While the recent US-Malaysia tariff arrangement sets a US tariff rate at 19 percent on most Malaysian imports, there are also “poison pill” clauses inserted by the US government, which allow it to increase the tariff rate should Malaysia enter into agreements that the US deems threatening to its economic and/or geopolitical interests—in effect, a veto.

The New Straits Times notes that “the most immediate sector affected is Malaysia’s rare-earth and advanced-materials industry,” specifically any Malaysia-China agreement in this area.

Kuala Lumpur’s balancing under these conditions is becoming increasingly untenable. The Anwar government is attempting to navigate between US imperialism, significant Chinese trade relations and domestic opposition, but the room for manoeuvre is shrinking rapidly.

The United States is escalating its aggression through reckless and transparently gangster-like military actions, from the arming of Ukraine against Russia, drone and missile strikes off the coast of Venezuela to the open endorsement of mass slaughter in Gaza. These actions are fuelling a global maelstrom of war, leaving little room for neutral or “balanced” positions.

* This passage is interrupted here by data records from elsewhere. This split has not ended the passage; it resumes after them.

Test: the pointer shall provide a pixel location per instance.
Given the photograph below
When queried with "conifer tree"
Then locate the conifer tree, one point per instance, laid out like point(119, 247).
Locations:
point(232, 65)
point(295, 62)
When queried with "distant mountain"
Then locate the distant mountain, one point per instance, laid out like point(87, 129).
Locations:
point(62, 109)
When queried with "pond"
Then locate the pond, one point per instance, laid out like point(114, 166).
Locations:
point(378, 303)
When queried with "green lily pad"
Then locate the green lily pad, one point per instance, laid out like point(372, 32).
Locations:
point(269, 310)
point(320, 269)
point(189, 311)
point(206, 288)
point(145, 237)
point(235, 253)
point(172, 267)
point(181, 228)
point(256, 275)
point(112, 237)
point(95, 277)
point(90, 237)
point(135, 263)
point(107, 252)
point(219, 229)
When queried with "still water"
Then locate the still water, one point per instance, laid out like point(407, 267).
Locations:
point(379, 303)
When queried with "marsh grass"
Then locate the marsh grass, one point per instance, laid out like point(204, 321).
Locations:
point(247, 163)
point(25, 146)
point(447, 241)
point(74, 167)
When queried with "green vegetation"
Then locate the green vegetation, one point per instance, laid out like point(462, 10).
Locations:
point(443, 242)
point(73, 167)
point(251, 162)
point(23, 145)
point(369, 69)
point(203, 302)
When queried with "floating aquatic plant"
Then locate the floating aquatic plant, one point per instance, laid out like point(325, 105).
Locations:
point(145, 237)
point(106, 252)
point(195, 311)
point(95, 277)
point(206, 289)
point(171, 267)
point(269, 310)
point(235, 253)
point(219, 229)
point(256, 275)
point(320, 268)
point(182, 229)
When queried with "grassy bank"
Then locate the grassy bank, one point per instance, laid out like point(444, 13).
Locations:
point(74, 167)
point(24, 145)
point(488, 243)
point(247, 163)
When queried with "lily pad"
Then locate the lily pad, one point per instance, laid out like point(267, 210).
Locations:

In this context, the integration of Malaysia into US-aligned rare earth supply chains is not a technical or commercial matter. It is a concrete step in the preparation of catastrophic new wars. The working class in Malaysia, Australia and internationally faces the urgent task of opposing these preparations, breaking from all factions of the national bourgeoisie and building an independent, internationalist and socialist movement against imperialism and war.